Because the bulk synthesis of nanoparticles is simple, they can be produced in larger quantities. Nanoparticles have a huge influence on agriculture. They play an important role in the regulation and development of plant life. Plants that are treated with nanoparticles produce a higher yield. As a result, it is possible that the food crisis may be resolved in the near future.

6 Conclusions

The use of nanofertilizers has produced encouraging results in increasing crop output and enhancing plant growth. The following are some advantages of nanofertilizers for plant growth:

  1. 1.

    Improved Nutrient Absorption: Nanofertilizers can improve nutrient uptake effectiveness, allowing plants to absorb nutrients more efficiently from the soil. This may lead to enhanced plant growth and increased agricultural yield.

  2. 2.

    Increased Nutrient Use Efficiency: Nanofertilizers can make plants more effective at using nutrients, which results in a reduction in the amount of fertilizer needed to produce the same amount of growth as conventional fertilizers.

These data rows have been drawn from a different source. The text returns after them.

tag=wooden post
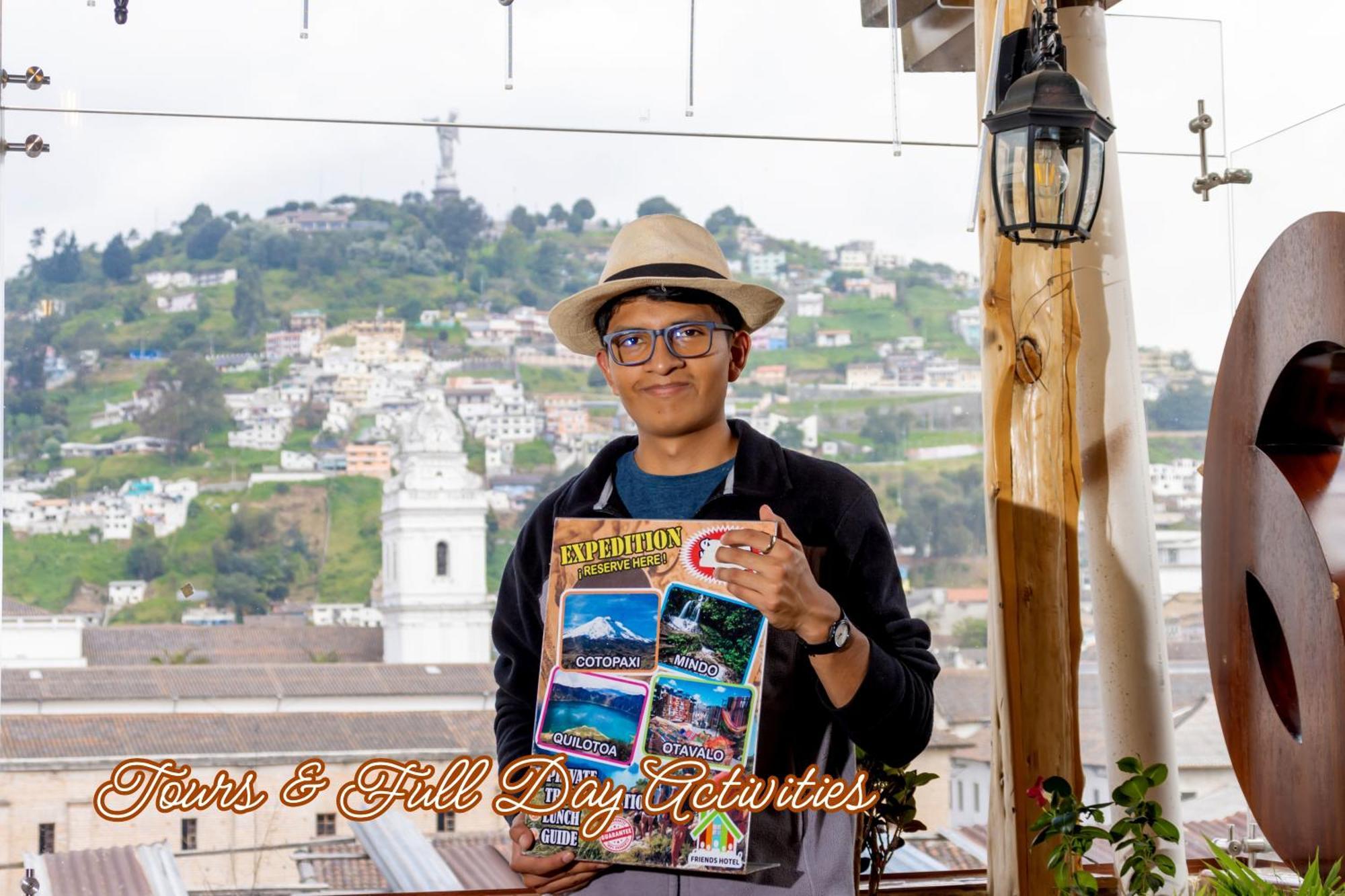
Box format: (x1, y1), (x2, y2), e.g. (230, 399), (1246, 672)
(976, 0), (1083, 896)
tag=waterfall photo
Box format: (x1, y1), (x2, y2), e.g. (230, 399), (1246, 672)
(560, 591), (659, 671)
(658, 584), (765, 682)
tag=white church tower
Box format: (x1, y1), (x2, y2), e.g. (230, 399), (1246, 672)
(381, 389), (492, 663)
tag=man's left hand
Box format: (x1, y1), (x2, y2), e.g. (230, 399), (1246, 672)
(714, 505), (841, 645)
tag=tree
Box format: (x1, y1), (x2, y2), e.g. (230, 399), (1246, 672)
(635, 196), (682, 218)
(952, 616), (989, 649)
(182, 202), (215, 231)
(705, 206), (752, 234)
(140, 351), (231, 460)
(126, 541), (165, 581)
(227, 507), (276, 549)
(426, 196), (490, 269)
(565, 199), (596, 233)
(771, 422), (803, 450)
(215, 573), (270, 614)
(1145, 380), (1213, 430)
(827, 270), (863, 292)
(233, 265), (266, 339)
(102, 233), (130, 280)
(397, 298), (425, 327)
(508, 206), (537, 237)
(39, 230), (83, 282)
(187, 218), (229, 259)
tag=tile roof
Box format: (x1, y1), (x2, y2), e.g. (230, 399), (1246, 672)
(83, 624), (383, 666)
(0, 662), (495, 701)
(23, 841), (187, 896)
(0, 709), (495, 762)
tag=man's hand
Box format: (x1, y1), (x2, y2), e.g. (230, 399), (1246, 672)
(714, 505), (841, 645)
(508, 813), (612, 893)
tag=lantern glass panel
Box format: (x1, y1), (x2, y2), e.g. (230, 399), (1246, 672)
(995, 128), (1028, 226)
(1079, 133), (1106, 230)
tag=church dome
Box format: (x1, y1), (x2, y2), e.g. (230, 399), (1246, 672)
(402, 389), (463, 454)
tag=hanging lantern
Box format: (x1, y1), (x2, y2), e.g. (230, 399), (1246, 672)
(985, 0), (1115, 246)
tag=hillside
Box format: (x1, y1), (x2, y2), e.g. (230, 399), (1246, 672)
(4, 194), (975, 610)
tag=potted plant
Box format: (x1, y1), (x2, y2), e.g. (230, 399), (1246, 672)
(854, 748), (937, 896)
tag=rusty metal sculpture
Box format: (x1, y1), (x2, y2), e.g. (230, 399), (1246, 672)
(1201, 212), (1345, 866)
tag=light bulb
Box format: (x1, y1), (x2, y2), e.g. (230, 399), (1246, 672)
(1032, 140), (1069, 199)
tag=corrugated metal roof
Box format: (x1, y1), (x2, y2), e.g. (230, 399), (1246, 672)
(0, 662), (495, 701)
(23, 842), (187, 896)
(295, 826), (527, 892)
(350, 810), (467, 893)
(0, 598), (51, 616)
(0, 710), (495, 758)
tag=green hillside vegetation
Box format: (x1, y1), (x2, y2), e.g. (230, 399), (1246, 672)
(4, 477), (382, 622)
(4, 192), (975, 613)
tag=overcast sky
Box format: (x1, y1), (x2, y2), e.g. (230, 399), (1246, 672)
(0, 0), (1345, 367)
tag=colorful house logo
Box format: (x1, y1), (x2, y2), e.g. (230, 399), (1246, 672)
(691, 810), (742, 853)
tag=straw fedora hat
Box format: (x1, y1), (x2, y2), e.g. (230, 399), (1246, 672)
(547, 215), (784, 355)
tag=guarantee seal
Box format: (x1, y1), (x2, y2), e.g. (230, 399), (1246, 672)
(682, 526), (756, 581)
(597, 815), (635, 853)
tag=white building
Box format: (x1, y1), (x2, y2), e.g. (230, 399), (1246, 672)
(182, 607), (237, 626)
(1154, 529), (1201, 599)
(108, 579), (149, 610)
(952, 307), (981, 348)
(748, 251), (785, 280)
(837, 239), (873, 276)
(0, 598), (89, 667)
(266, 329), (321, 363)
(845, 363), (884, 389)
(1149, 458), (1204, 498)
(379, 389), (492, 663)
(155, 292), (196, 315)
(308, 604), (383, 628)
(816, 329), (850, 348)
(280, 451), (317, 473)
(229, 419), (289, 451)
(795, 292), (823, 317)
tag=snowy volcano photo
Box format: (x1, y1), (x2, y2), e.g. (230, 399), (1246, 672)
(560, 591), (659, 671)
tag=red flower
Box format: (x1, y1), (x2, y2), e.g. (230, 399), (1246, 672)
(1028, 775), (1050, 809)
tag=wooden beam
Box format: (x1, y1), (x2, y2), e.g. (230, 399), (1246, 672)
(975, 0), (1083, 895)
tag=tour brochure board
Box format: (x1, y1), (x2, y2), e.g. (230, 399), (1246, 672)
(523, 517), (776, 874)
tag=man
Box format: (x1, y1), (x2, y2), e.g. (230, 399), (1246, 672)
(492, 215), (939, 896)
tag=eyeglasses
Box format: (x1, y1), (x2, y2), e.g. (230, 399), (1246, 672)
(603, 320), (736, 367)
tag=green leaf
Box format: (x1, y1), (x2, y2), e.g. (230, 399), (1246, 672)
(1041, 775), (1073, 797)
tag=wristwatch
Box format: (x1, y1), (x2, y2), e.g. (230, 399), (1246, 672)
(799, 610), (850, 657)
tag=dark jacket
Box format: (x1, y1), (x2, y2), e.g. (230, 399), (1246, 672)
(491, 419), (939, 895)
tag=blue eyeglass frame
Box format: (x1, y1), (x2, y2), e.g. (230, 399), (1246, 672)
(603, 320), (737, 367)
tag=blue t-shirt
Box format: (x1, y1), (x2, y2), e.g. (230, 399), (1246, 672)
(616, 451), (733, 520)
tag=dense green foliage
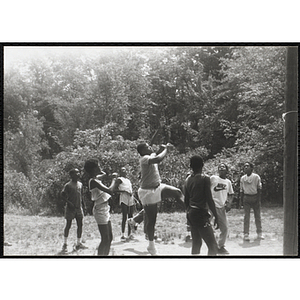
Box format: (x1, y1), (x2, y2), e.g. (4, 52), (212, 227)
(4, 46), (286, 214)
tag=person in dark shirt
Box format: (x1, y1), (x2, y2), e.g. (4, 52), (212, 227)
(184, 155), (219, 256)
(61, 169), (87, 253)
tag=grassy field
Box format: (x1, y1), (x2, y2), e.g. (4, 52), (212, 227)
(4, 207), (283, 256)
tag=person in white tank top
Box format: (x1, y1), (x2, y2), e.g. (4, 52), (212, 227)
(114, 167), (134, 242)
(84, 159), (115, 256)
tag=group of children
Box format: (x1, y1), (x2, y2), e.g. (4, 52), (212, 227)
(62, 143), (263, 256)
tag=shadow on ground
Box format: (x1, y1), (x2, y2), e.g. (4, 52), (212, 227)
(239, 240), (260, 248)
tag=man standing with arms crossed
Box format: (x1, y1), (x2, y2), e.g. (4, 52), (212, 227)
(210, 163), (234, 254)
(240, 162), (264, 242)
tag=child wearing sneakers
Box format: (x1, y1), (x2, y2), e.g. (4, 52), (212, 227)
(84, 158), (115, 256)
(184, 155), (219, 256)
(61, 169), (87, 253)
(114, 167), (134, 242)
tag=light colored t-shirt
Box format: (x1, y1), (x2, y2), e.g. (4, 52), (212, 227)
(240, 173), (262, 195)
(89, 179), (111, 205)
(118, 177), (134, 206)
(62, 180), (82, 209)
(210, 175), (234, 208)
(140, 153), (161, 189)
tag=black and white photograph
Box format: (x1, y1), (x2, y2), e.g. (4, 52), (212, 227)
(3, 43), (298, 259)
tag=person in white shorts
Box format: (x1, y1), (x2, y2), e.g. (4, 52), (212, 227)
(114, 167), (134, 242)
(137, 143), (184, 255)
(84, 158), (115, 256)
(210, 163), (234, 254)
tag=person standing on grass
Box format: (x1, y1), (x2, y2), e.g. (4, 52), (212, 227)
(137, 143), (183, 255)
(114, 167), (134, 242)
(84, 159), (115, 256)
(184, 155), (219, 256)
(210, 163), (234, 254)
(240, 162), (264, 242)
(61, 169), (87, 253)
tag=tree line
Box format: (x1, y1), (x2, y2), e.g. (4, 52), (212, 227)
(3, 46), (286, 214)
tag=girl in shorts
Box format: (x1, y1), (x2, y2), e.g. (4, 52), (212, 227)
(84, 159), (115, 256)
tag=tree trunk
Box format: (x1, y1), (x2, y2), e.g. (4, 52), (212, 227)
(283, 47), (298, 256)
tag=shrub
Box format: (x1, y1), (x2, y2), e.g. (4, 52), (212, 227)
(3, 170), (40, 214)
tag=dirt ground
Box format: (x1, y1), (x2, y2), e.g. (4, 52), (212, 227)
(52, 231), (283, 257)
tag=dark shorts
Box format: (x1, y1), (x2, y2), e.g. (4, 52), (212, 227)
(187, 207), (211, 227)
(65, 208), (83, 220)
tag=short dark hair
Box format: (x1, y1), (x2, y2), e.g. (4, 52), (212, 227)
(218, 163), (229, 171)
(69, 168), (79, 176)
(136, 143), (147, 155)
(84, 158), (99, 175)
(190, 155), (204, 171)
(244, 161), (254, 169)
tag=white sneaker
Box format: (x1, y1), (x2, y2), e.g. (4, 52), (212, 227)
(147, 246), (157, 256)
(127, 218), (136, 233)
(256, 233), (265, 240)
(244, 234), (250, 242)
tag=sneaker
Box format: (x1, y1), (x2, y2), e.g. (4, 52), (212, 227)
(218, 246), (229, 254)
(127, 218), (137, 233)
(244, 234), (250, 242)
(257, 233), (265, 240)
(147, 246), (157, 256)
(75, 243), (88, 250)
(61, 244), (68, 253)
(128, 234), (134, 240)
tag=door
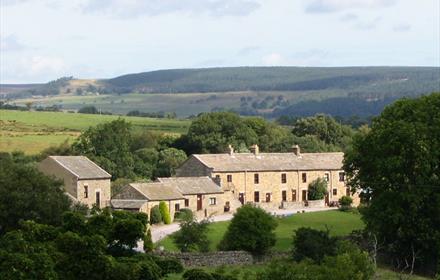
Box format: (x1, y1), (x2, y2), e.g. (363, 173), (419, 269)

Saving money and lessening the impact on the environment are the possible results.

  3. 3.

    Improved Soil Health: By improving microbial activity and encouraging the growth of advantageous microbes, nanofertilizers can improve soil health. Improved soil structure, nutrient availability, and water retention may result from this.

  4. 4.

    Lessened Environmental Impact: By requiring less fertilizers and lowering the likelihood of nutrient runoff and leaching, nanofertilizers can lessen the environmental impact of conventional fertilizers.

  5. 5.

    Greater Resistance to Stress: Plants that receive nanofertilizers can withstand environmental stresses like pests, salts, and droughts. This may lead to enhanced plant growth and increased agricultural yield.

In conclusion, nanofertilizers have demonstrated significant promise for enhancing crop productivity and encouraging plant growth. They can improve soil health, lessen their negative effects on the environment, raise stress resilience, and improve nutrient uptake and usage efficiency. It is crucial to remember that additional study is necessary to completely comprehend the long-term impacts of nanofertilizers on both plants and the environment. To reduce any potential dangers related to the usage of nanofertilizers, correct application methods and safety precautions should be followed.